Think the deficit debate ended with the agreement to raise the debt ceiling? Think again. Congress is, in fact, just getting started. And some education advocates worry there are many, many opportunities along the way to slash K-12 spending.
Those who followed the debt ceiling deal probably remember that it set up a “super committee” of 12 lawmakers (three Senate Democrats, three Senate Republicans, three House Republicans, and three House Democrats) who will be charged with drafting legislation to cut at least $1.2 trillion out of the deficit over the next 10 years. They have until November 23 to come up with a plan and then lawmakers can pass it, or reject it, without getting a chance to make changes.
Folks have been waiting with bated breath to find out who, exactly, is on this so-called super committee. And education advocates probably broke open the champagne when they heard that Sen. Patty Murray, D-Wash., was going to co-chair.
Murray, a former teacher, has been one of the most ardent supporters of K-12, early childhood education, and other programs that benefit kids, education lobbyist extraordinaire Joel Packer, the executive director of the Committee for Education Funding, told me.
“We are very comforted having [Sen.] Patty Murray on there,” he said.

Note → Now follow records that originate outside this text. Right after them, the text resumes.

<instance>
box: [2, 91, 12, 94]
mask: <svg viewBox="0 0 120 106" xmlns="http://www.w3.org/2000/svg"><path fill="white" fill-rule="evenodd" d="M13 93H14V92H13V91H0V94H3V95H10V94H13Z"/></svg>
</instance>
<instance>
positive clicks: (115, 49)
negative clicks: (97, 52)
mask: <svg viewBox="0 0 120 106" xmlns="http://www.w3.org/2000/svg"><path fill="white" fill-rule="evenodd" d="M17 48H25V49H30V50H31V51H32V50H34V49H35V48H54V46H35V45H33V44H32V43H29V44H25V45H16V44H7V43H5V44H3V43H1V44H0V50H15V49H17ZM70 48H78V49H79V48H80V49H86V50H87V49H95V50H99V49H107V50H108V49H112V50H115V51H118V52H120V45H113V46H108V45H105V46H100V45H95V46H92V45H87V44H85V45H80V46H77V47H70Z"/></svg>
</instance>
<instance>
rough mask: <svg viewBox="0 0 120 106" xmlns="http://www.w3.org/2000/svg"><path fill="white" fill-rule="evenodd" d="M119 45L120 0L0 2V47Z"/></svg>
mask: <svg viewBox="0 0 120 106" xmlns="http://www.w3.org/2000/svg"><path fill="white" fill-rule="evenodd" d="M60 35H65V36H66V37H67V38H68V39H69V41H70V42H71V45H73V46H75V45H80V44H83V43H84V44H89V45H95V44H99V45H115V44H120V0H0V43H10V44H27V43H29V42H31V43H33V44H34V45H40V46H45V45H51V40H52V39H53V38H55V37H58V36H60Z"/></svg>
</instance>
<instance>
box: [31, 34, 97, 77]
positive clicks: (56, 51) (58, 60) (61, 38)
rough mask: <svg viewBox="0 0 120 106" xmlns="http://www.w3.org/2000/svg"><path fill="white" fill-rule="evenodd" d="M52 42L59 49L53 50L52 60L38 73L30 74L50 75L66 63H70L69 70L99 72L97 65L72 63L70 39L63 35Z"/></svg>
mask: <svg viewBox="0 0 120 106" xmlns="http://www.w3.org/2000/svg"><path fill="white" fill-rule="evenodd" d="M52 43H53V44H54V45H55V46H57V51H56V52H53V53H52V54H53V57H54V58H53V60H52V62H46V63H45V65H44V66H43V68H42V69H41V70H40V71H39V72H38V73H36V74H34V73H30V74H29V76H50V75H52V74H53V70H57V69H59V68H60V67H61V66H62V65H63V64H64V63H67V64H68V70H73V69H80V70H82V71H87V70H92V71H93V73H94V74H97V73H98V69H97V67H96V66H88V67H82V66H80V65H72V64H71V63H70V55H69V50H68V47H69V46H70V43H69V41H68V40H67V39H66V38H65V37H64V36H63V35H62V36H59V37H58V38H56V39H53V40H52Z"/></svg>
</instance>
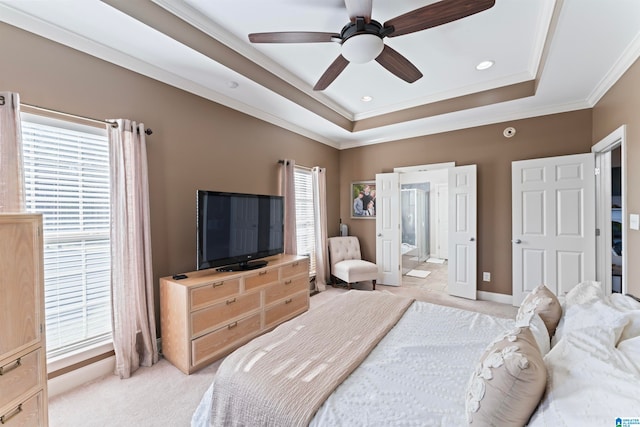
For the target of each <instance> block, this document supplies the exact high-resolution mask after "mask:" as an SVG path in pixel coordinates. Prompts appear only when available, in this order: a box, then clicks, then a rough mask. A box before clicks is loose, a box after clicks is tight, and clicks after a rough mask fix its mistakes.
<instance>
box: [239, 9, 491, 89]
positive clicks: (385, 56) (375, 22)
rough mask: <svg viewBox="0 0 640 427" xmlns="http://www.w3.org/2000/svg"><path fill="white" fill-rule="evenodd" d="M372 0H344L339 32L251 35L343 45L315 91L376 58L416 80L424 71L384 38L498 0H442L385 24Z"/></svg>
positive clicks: (275, 39)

So who else is on?: It’s a definite mix of folks from different backgrounds and perspectives. Murray’s co-chair is Rep. Jeb Hensarling, R-Texas, a staunch conservative. Other Senate members include: Sens. Max Baucus, D-Mont., John Kerry, D-Mass., John Kyl, R-Ariz, Rob Portman, R-Ohio (former head of the Office of Management and Budget, considered somewhat moderate), and Pat Toomey, R-Pa., the former president of the Club for Growth, which advocates for lower taxes.

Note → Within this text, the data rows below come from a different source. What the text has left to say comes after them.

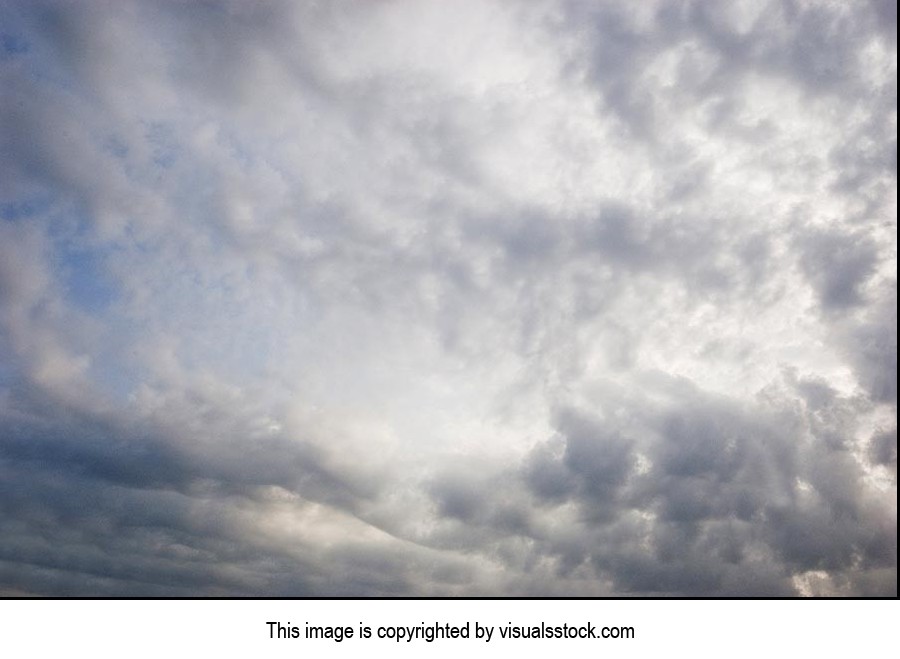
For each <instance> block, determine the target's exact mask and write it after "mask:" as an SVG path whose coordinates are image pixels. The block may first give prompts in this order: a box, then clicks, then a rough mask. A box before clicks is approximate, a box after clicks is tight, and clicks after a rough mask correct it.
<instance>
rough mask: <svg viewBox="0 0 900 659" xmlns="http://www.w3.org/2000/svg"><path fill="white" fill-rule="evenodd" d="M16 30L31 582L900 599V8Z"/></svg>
mask: <svg viewBox="0 0 900 659" xmlns="http://www.w3.org/2000/svg"><path fill="white" fill-rule="evenodd" d="M0 12H2V14H0V15H2V17H3V21H2V22H3V26H4V27H3V35H2V37H0V48H2V51H0V52H2V56H0V84H2V86H3V90H4V93H3V94H0V112H2V114H3V116H4V121H3V124H2V128H0V140H2V141H0V146H2V151H3V155H2V157H0V173H2V176H0V178H2V183H0V197H2V198H0V204H2V205H0V257H2V261H0V350H2V357H0V476H2V478H0V483H2V485H0V494H2V496H0V535H2V537H3V542H2V543H0V588H2V589H3V591H2V592H24V593H29V592H30V593H39V594H49V595H55V594H62V595H92V594H93V595H102V594H109V595H122V594H126V595H131V594H134V595H217V594H221V595H287V596H290V595H347V596H353V595H411V594H412V595H416V594H423V595H473V594H474V595H481V594H486V595H588V596H590V595H615V594H628V595H647V594H654V595H655V594H666V595H715V596H722V595H735V596H753V595H797V594H803V595H892V594H893V595H895V594H896V590H897V579H896V562H897V545H896V506H895V504H894V501H895V499H896V370H897V369H896V209H895V202H896V38H895V35H894V32H893V28H891V29H888V27H890V25H888V26H886V23H890V22H891V21H893V25H894V26H895V24H896V7H895V6H893V5H892V4H891V3H885V2H871V3H855V4H852V5H850V4H842V3H825V2H816V1H812V0H811V1H809V2H789V1H784V2H781V1H773V2H768V3H741V2H728V3H709V2H699V1H696V2H693V1H688V2H674V1H673V2H669V1H665V2H657V3H650V2H648V3H636V4H634V6H632V5H631V4H623V3H617V2H601V3H582V2H547V3H536V4H529V5H527V6H525V5H519V4H516V3H493V2H471V3H468V4H464V6H463V5H459V6H457V5H456V4H455V3H451V4H446V3H439V2H438V3H434V4H431V3H427V2H422V3H412V2H411V3H402V2H401V3H384V4H382V3H377V4H372V3H354V2H347V3H338V4H328V5H326V6H318V5H317V4H315V3H300V4H296V3H280V2H264V3H254V4H252V5H248V4H247V3H244V2H208V3H166V2H161V3H128V2H122V3H113V2H109V3H104V2H98V3H89V4H72V3H62V2H40V3H29V4H23V3H12V2H7V3H3V4H0Z"/></svg>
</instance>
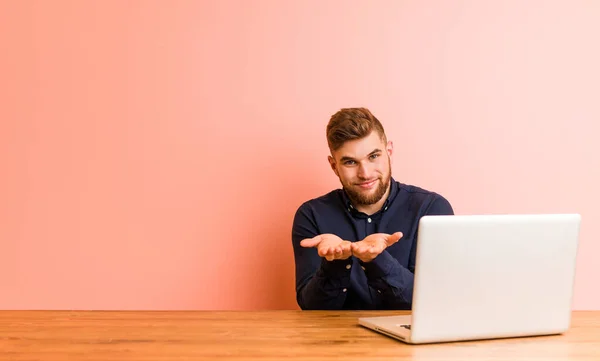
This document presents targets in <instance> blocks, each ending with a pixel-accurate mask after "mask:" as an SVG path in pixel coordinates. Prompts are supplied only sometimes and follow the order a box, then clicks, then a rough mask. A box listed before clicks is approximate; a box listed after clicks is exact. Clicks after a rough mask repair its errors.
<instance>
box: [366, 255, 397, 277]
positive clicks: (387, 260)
mask: <svg viewBox="0 0 600 361" xmlns="http://www.w3.org/2000/svg"><path fill="white" fill-rule="evenodd" d="M397 262H398V261H396V259H395V258H394V257H392V255H391V254H389V253H388V252H387V251H383V252H381V254H379V256H377V257H375V259H373V260H372V261H371V262H363V261H360V265H361V266H362V267H363V269H364V270H365V274H366V275H367V278H383V277H385V276H387V275H389V274H390V273H391V272H392V270H393V268H394V265H395V264H396V263H397Z"/></svg>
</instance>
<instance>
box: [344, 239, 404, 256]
mask: <svg viewBox="0 0 600 361" xmlns="http://www.w3.org/2000/svg"><path fill="white" fill-rule="evenodd" d="M400 238H402V232H396V233H394V234H386V233H374V234H372V235H370V236H368V237H367V238H365V239H363V240H362V241H359V242H354V243H352V247H351V248H352V254H353V255H354V257H356V258H358V259H360V260H361V261H363V262H371V261H372V260H374V259H375V257H377V256H379V255H380V254H381V252H383V251H384V250H385V249H386V248H387V247H389V246H391V245H392V244H394V243H396V242H398V240H399V239H400Z"/></svg>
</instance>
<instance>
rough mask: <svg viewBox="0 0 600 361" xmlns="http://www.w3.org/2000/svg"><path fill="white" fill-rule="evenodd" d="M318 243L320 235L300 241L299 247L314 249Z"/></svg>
mask: <svg viewBox="0 0 600 361" xmlns="http://www.w3.org/2000/svg"><path fill="white" fill-rule="evenodd" d="M319 243H321V235H318V236H315V237H313V238H306V239H303V240H302V241H300V245H301V246H302V247H307V248H310V247H315V246H317V245H318V244H319Z"/></svg>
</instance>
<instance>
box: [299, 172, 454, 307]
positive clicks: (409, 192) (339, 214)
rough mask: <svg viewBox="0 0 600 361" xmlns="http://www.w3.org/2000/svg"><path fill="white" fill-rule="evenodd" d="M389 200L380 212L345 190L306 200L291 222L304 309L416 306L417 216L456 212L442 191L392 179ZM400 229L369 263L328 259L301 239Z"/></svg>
mask: <svg viewBox="0 0 600 361" xmlns="http://www.w3.org/2000/svg"><path fill="white" fill-rule="evenodd" d="M390 184H391V189H390V193H389V196H388V198H387V200H386V201H385V204H384V205H383V207H382V208H381V210H379V211H378V212H377V213H375V214H372V215H370V216H369V215H367V214H365V213H362V212H359V211H357V210H356V209H355V208H354V207H353V206H352V203H351V202H350V199H349V198H348V196H347V194H346V192H345V191H344V190H342V189H337V190H334V191H332V192H330V193H328V194H326V195H323V196H321V197H319V198H316V199H312V200H310V201H307V202H305V203H304V204H302V205H301V206H300V207H299V208H298V210H297V211H296V215H295V217H294V223H293V226H292V243H293V247H294V258H295V262H296V300H297V301H298V305H299V306H300V308H302V309H303V310H344V309H345V310H361V309H364V310H379V309H395V310H400V309H403V310H408V309H411V306H412V294H413V278H414V276H413V273H414V271H415V256H416V250H417V243H416V242H417V231H418V225H419V219H420V218H421V217H422V216H424V215H452V214H454V212H453V210H452V206H451V205H450V203H449V202H448V201H447V200H446V199H445V198H444V197H442V196H441V195H439V194H437V193H435V192H430V191H427V190H424V189H421V188H419V187H415V186H411V185H406V184H402V183H399V182H397V181H395V180H394V179H393V178H392V179H391V181H390ZM398 231H400V232H402V234H403V236H402V238H400V240H399V241H398V242H397V243H395V244H393V245H391V246H390V247H388V248H386V249H385V250H384V251H383V252H382V253H381V254H380V255H378V256H377V257H376V258H375V259H374V260H372V261H371V262H362V261H360V260H359V259H357V258H356V257H354V256H352V257H350V258H348V259H346V260H334V261H327V260H326V259H325V258H321V257H320V256H319V254H318V253H317V248H314V247H313V248H304V247H302V246H300V241H302V240H303V239H305V238H313V237H315V236H317V235H319V234H324V233H333V234H335V235H337V236H339V237H340V238H342V239H343V240H346V241H350V242H357V241H362V240H363V239H364V238H365V237H367V236H368V235H370V234H373V233H387V234H392V233H395V232H398Z"/></svg>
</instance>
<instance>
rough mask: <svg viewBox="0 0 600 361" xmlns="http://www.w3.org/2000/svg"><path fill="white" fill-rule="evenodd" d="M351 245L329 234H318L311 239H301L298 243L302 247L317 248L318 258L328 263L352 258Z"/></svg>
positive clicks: (332, 235)
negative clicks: (324, 258) (336, 260)
mask: <svg viewBox="0 0 600 361" xmlns="http://www.w3.org/2000/svg"><path fill="white" fill-rule="evenodd" d="M351 244H352V243H351V242H348V241H344V240H342V239H341V238H340V237H338V236H336V235H335V234H331V233H325V234H320V235H318V236H316V237H313V238H307V239H303V240H302V241H301V242H300V245H301V246H302V247H307V248H310V247H317V250H318V252H319V256H321V257H324V258H325V259H326V260H328V261H333V260H336V259H347V258H349V257H350V256H352V250H351V248H350V245H351Z"/></svg>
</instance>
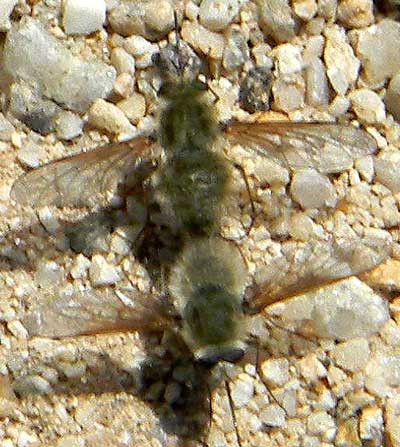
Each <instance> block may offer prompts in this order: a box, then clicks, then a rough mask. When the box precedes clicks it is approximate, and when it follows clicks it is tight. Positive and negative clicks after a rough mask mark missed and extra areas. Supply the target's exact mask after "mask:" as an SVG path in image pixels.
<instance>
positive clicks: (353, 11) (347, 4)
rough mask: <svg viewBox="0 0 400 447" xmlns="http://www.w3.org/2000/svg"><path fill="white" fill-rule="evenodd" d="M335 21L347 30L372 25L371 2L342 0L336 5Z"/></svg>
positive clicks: (372, 20)
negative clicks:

Other House members include Rep. Fred Upton, R-Mich., the chairman of the committee that oversees health policy, and Rep. Dave Camp, R-Mich., the chairman of the committee that oversees tax policy. The House Democrats haven’t been tapped yet. UPDATE: Reps. Xavier Becerra of California, James Clyburn of South Carolina, and Chris Van Hollen of Maryland will be the House Democrats on the committee.
Why should educators care about the committee’s work? The committee has a broad, broad task ahead and very few rules on how to do it. So, theoretically, they could take a close look at the Department of Education’s budget. But very, very few folks think they will get down to that level of detail. Instead, they’re more likely to make recommendations on the Pell grant program (which provides money to help low-income kids go to college) and the student lending program.
But, if the committee can’t reach agreement (or Congress rejects their plan) some draconian cuts kick in. In fact, the Center for Budget and Policy Priorities is predicting an across-the-board cut of 9 percent, if the committee doesn’t come up with a viable alternative. That’s roughly a $4 billion slice out of the department’s budget, Packer said.
To put that number in perspective, in the first year, Race to the Top was funded at about $4 billion. And think of how hard states fought for just a piece of that.
“There’s a sledge hammer that’s going to hit us,” if the committee doesn’t succeed, Packer said.